The council voted 5-1 to amend the current urgency ordinance that places a moratorium on medical marijuana businesses within the city limits and within one mile of the city limits. Councilor Ryan Friel voted in opposition.
The amended ordinance, which went into effect immediately and will expire on June 6, no longer exempts caregivers who provide medical marijuana for up to three patients.
All medical marijuana businesses are prohibited so city planners can investigate the effects of the new industry and come up with appropriate regulations, but the three-month deadline for city planners to complete the proposed regulations was also removed.
The Whitefish City-County Planning Board has held two workshops and one public hearing on the subject, and it has taken public input at all those meetings. It will take up the subject again on Thursday, April 15 (tonight), at 6 p.m.

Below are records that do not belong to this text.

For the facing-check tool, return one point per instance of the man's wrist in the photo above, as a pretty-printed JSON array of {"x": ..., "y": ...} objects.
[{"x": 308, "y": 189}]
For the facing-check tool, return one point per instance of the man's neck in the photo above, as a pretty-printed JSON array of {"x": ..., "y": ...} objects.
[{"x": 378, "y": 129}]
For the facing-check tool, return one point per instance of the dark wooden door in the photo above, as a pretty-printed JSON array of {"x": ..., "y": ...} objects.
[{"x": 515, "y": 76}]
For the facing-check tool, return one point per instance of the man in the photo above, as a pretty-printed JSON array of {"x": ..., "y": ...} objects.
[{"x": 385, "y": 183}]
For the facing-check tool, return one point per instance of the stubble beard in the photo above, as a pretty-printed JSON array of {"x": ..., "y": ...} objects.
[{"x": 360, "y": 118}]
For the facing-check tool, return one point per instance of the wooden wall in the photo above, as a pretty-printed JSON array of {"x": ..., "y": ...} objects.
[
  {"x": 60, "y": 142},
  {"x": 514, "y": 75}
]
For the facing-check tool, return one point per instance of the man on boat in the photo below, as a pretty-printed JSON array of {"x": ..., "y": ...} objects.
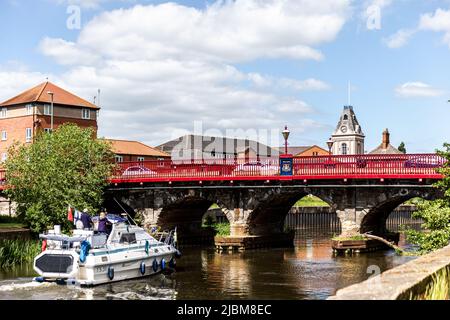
[
  {"x": 86, "y": 219},
  {"x": 103, "y": 224}
]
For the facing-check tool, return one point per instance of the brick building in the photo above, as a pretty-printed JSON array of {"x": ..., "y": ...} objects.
[
  {"x": 24, "y": 115},
  {"x": 305, "y": 151},
  {"x": 135, "y": 151}
]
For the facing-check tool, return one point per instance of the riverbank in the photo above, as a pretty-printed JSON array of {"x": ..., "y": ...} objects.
[{"x": 426, "y": 276}]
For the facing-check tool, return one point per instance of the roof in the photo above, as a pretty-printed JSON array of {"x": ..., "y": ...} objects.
[
  {"x": 389, "y": 150},
  {"x": 40, "y": 94},
  {"x": 299, "y": 150},
  {"x": 135, "y": 148},
  {"x": 197, "y": 144}
]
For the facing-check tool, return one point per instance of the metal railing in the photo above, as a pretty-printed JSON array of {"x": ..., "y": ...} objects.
[{"x": 316, "y": 167}]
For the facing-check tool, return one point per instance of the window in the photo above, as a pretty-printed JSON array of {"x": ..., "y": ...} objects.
[
  {"x": 28, "y": 134},
  {"x": 3, "y": 113},
  {"x": 47, "y": 109},
  {"x": 344, "y": 148},
  {"x": 85, "y": 113},
  {"x": 29, "y": 109}
]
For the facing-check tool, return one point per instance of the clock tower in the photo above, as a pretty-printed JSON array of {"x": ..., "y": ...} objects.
[{"x": 348, "y": 137}]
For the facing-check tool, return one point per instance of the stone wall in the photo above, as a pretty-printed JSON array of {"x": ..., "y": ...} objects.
[{"x": 402, "y": 282}]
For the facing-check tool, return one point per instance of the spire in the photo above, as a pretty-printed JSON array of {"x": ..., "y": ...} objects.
[{"x": 385, "y": 142}]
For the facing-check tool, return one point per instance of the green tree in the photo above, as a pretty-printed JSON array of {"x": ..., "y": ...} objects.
[
  {"x": 435, "y": 214},
  {"x": 65, "y": 167},
  {"x": 401, "y": 147}
]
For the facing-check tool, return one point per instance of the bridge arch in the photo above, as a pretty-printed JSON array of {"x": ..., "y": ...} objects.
[
  {"x": 374, "y": 220},
  {"x": 269, "y": 215}
]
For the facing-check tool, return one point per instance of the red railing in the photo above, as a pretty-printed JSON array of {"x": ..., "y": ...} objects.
[{"x": 317, "y": 167}]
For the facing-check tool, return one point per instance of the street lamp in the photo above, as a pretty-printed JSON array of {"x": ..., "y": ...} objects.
[
  {"x": 330, "y": 145},
  {"x": 51, "y": 94},
  {"x": 285, "y": 133}
]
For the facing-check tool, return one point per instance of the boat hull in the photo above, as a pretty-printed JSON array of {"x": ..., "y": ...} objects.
[{"x": 107, "y": 265}]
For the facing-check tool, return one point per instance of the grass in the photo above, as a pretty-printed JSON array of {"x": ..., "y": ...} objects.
[
  {"x": 7, "y": 222},
  {"x": 17, "y": 252},
  {"x": 311, "y": 201},
  {"x": 11, "y": 225},
  {"x": 438, "y": 289}
]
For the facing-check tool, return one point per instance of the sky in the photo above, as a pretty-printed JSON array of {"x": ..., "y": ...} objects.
[{"x": 243, "y": 68}]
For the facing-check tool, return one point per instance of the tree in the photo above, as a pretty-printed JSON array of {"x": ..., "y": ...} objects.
[
  {"x": 401, "y": 147},
  {"x": 435, "y": 214},
  {"x": 66, "y": 167}
]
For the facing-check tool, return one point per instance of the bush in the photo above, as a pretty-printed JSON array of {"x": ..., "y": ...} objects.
[{"x": 17, "y": 252}]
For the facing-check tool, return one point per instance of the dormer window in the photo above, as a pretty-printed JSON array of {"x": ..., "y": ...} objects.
[
  {"x": 4, "y": 112},
  {"x": 29, "y": 108},
  {"x": 85, "y": 113},
  {"x": 47, "y": 110}
]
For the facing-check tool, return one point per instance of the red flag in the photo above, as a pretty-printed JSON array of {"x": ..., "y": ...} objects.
[{"x": 69, "y": 214}]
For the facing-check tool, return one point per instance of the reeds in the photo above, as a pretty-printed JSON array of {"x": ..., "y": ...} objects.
[
  {"x": 439, "y": 288},
  {"x": 17, "y": 252}
]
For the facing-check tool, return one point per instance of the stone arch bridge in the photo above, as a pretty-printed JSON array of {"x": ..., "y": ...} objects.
[{"x": 260, "y": 207}]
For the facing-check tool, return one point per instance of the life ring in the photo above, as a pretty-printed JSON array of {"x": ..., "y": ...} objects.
[
  {"x": 155, "y": 265},
  {"x": 110, "y": 273}
]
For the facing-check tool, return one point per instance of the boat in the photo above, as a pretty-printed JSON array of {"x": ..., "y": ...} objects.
[{"x": 90, "y": 258}]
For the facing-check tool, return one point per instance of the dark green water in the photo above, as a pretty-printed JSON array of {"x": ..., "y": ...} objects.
[{"x": 308, "y": 271}]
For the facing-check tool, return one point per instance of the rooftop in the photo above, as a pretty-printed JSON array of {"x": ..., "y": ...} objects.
[
  {"x": 40, "y": 94},
  {"x": 135, "y": 148}
]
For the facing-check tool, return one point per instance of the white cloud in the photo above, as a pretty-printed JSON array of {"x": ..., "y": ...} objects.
[
  {"x": 437, "y": 22},
  {"x": 399, "y": 39},
  {"x": 309, "y": 84},
  {"x": 417, "y": 89},
  {"x": 66, "y": 53},
  {"x": 162, "y": 67}
]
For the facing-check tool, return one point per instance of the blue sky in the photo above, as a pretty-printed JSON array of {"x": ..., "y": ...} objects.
[{"x": 240, "y": 65}]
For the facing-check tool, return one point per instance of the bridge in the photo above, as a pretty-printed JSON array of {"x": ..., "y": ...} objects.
[{"x": 256, "y": 195}]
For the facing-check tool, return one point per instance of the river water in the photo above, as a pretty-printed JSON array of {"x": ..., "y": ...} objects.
[{"x": 307, "y": 271}]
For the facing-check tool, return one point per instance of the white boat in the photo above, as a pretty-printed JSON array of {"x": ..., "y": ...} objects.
[{"x": 88, "y": 258}]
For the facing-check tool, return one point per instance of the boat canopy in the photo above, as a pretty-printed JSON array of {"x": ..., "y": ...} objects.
[{"x": 113, "y": 218}]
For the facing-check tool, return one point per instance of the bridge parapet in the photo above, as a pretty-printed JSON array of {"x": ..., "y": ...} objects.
[{"x": 419, "y": 166}]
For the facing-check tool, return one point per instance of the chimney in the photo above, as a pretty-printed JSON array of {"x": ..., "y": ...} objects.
[{"x": 385, "y": 141}]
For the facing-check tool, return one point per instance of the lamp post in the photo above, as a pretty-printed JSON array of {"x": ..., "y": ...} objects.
[
  {"x": 330, "y": 145},
  {"x": 285, "y": 133},
  {"x": 51, "y": 115}
]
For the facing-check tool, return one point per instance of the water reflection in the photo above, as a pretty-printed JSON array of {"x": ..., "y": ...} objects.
[{"x": 307, "y": 271}]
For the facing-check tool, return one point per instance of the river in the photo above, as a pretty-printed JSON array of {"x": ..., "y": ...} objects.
[{"x": 307, "y": 271}]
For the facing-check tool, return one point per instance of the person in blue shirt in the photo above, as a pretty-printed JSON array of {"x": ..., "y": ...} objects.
[
  {"x": 86, "y": 219},
  {"x": 104, "y": 226}
]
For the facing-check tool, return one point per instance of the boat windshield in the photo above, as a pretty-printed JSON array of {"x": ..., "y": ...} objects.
[{"x": 112, "y": 218}]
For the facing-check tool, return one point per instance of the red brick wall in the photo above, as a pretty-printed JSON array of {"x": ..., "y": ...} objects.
[
  {"x": 45, "y": 122},
  {"x": 127, "y": 157},
  {"x": 15, "y": 128}
]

Five people addressed the council during the public hearing. Billings attorney and Yellowstone County judge Carl DeBelly Jr. noted that the last time he was here, the Whitefish City-County Planning Board appeared to be making progress toward zoning medical marijuana businesses.
"Then what happened?" he asked.
Friel echoed that point, noting that when the process started, it was an "adult conversation" on zoning, but it "morphed" into something else — Whitefish as the "moral compass' of the country.
The second urgency ordinance places a moratorium on temporary food vending in downtown Whitefish. The current year-old vending ordinance has proved contentious. Richard Kramer, owner of Casey's Bar and Red Caboose Diner, has been a persistent critic of the ordinance, arguing that he is losing business as a result of sidewalk food sales at night.
Mayor Mike Jenson broke a 3-3 vote in favor of the moratorium. Councilors Chris Hyatt, Turner Askew and Bill Kahle were in favor, and councilors Friel, John Muhlfeld and Phil Mitchell were opposed.
The councilors agreed that their intent is not to completely eliminate the temporary vending ordinance established last year but to revise it. However, Muhlfeld's friendly amendment to place a six-month window on amending the existing regulations died for lack of a second.
Askew said the city planning department was short on staff and couldn't finish the work in six months, even though Muhlfeld and Hyatt agreed to work on the ordinance.
"It's like a committee building a camel," Askew said.
Mitchell said he wanted to see the entire ordinance opened up, not just food or the items Muhlfeld said he and Hyatt were slated to work on.